2. Copy the host’s “float” array to texture memory(“cuArray”) using “cudaMemcpyToArray” so that I can use interpolation feature.

But I think there must be some more efficient ways to solve this problem, I would appreciate it if someone can help me.

There are no copy mechanisms that can automagically convert an array of doubles to an array of float as part of the copy process. So your current approach looks reasonable. Employing an intermediate conversion buffer on the host (as opposed to on the device) seems appropriate as this reduces the volume of data that needs to be copied over PCIe. Given the low accuracy of the texture interpolation (much less than single precision) I am wondering why the source data is kept as double in the first place? Could you switch the upstream computation to float, avoiding the intermediate copy?
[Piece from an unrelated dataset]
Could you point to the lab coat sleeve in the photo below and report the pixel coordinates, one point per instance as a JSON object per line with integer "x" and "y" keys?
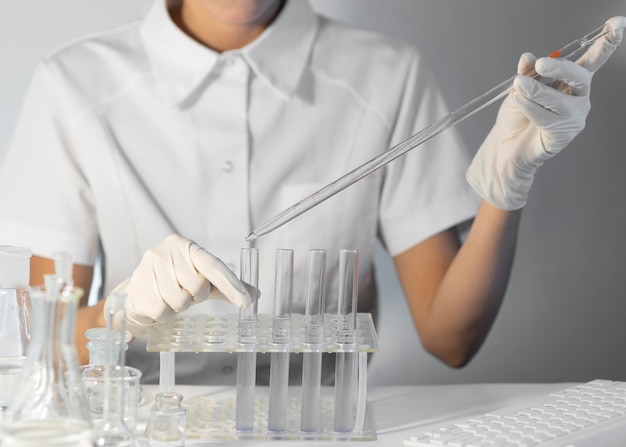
{"x": 45, "y": 201}
{"x": 424, "y": 191}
As you are aware, there is no support for double textures. If you don’t need texture interpolation you can utilize the texture cache by accessing double data via tex1Dfetch(). To do so, you would bind an int2 texture to the array of doubles, and re-interprete the int2 returned by tex1Dfetch() using __hiloint2double():

int2 val = tex1Dfetch (texture, index);

double r = __hiloint2double (val.y, val.x);

Thank you for your suggestions. The source data is taken from matlab, and it will be more convenient when saved in “double”. So I must cast it to “float” if I want to take advantage of texture.

You could allocate two small (~64k) pinned buffers, and use streams and async copies to convert into one buffer while copying the other to the device. That way you can achieve the same throughput as a synchronous copy from unpinned memory.